Teens May Suffer From Social Anxiety

  • Recent findings by researchers at Harvard University's McLean Hospital offer new insight into the drama of teens and social anxiety. A 2005 study published in "Developmental Neuroscience" by neuropsychologist Deborah Todd-Yurgelun, Ph.D., and her colleagues, found that as a teen's abstract-reasoning skills develop, her level of social anxiety increases -- meaning as a teen becomes more mentally mature, she becomes more attuned to negative social clues. If your teen seems to remain on the fringe, it may be that her fear of rejection is stronger than her desire to participate -- a classic symptom of social anxiety.

Teens with Asperger's Disorder Have Difficulty Forging Friendships

  • Teens who have Asperger's Disorder typically have a harder time making friends than teens who don't. A prime indicator of Asperger's is the inability to understand social clues. People with this condition may have difficulty making eye contact or may have a tendency to talk "at" others, instead of "with" them. Often they're mistaken as rude or argumentative. Sadly, teens with Asperger's usually have better relationships with family members, who are more willing to accommodate social challenges, than with people outside the family.
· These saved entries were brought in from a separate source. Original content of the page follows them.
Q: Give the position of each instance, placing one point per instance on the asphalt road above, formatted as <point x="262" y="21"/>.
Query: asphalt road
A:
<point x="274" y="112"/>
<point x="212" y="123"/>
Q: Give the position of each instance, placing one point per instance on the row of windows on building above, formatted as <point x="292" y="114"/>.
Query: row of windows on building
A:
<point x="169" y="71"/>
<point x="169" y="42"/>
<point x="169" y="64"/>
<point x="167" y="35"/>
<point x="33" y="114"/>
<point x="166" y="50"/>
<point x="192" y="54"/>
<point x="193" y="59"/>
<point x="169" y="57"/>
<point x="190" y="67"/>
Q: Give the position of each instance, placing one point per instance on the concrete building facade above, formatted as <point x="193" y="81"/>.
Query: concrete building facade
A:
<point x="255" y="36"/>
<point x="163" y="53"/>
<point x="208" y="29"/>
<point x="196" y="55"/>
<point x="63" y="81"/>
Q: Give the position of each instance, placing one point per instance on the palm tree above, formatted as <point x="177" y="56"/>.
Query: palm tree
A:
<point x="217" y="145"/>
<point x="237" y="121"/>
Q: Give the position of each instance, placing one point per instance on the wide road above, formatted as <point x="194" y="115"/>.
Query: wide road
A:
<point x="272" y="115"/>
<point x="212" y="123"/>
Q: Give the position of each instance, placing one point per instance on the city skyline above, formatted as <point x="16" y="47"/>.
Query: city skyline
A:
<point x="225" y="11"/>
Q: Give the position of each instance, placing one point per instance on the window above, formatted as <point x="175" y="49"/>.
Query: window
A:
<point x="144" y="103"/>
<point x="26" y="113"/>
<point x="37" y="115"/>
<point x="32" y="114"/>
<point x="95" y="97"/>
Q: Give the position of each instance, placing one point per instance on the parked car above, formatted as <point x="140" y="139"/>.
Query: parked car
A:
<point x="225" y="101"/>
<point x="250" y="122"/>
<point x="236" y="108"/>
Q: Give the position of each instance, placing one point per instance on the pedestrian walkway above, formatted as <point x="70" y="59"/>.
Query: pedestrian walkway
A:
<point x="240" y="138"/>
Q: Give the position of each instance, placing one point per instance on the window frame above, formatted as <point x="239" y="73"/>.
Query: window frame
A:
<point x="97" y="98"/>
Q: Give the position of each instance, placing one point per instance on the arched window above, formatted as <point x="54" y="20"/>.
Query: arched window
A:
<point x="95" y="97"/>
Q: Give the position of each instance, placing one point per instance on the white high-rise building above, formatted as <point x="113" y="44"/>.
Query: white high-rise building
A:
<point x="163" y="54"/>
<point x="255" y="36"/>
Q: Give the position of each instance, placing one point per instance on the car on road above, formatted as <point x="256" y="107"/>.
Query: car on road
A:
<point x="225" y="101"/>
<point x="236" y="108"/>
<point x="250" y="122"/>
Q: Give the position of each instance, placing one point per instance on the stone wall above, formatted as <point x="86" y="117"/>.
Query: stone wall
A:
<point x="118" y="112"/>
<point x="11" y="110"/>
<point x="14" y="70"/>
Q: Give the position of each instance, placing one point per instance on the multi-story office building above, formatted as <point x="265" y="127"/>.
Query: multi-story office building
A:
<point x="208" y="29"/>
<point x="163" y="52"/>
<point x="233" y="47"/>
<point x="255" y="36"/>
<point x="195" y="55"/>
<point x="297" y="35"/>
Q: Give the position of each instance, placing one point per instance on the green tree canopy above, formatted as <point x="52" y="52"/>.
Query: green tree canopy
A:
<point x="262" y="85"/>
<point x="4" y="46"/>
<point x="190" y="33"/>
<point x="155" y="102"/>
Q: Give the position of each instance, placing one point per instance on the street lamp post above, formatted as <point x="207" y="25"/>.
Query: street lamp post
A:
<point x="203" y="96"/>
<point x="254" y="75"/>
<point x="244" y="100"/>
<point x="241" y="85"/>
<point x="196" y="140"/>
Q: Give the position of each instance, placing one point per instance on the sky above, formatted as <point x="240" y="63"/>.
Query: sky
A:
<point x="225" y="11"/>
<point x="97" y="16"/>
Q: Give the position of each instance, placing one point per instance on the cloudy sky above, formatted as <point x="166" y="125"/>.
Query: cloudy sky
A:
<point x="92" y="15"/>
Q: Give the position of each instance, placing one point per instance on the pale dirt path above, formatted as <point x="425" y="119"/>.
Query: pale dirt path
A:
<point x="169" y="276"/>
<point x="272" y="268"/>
Isolated Teens May Have Fewer Friends

  • Teens who are isolated, either by geographic location or lack of opportunity, may have fewer friends than teens who frequent social circles. Living too far away from peers, having a too-strict curfew or lack of involvement in after-school organizations and activities can have a direct impact on the number of close friends a teen can call his own. Teens who have little or no access to the Internet and social media tools may also face more obstacles than teens who are regular users.

Helping Teens Connect

  • If you're worried about the small number -- if that -- of friends your teen has, talk with him. Find out if he feels sad about the situation or if he's perfectly happy with things the way they are. Some kids are simply content not being at the center of a social whirlwind. If your teen expresses an interest in having more friends, offer opportunities for him to connect with peers outside of school or re-evaluate the restrictions you've put in place as parents. If you suspect your teen may be suffering from a form of undiagnosed autism, seek information from your family doctor and the local autism chapter.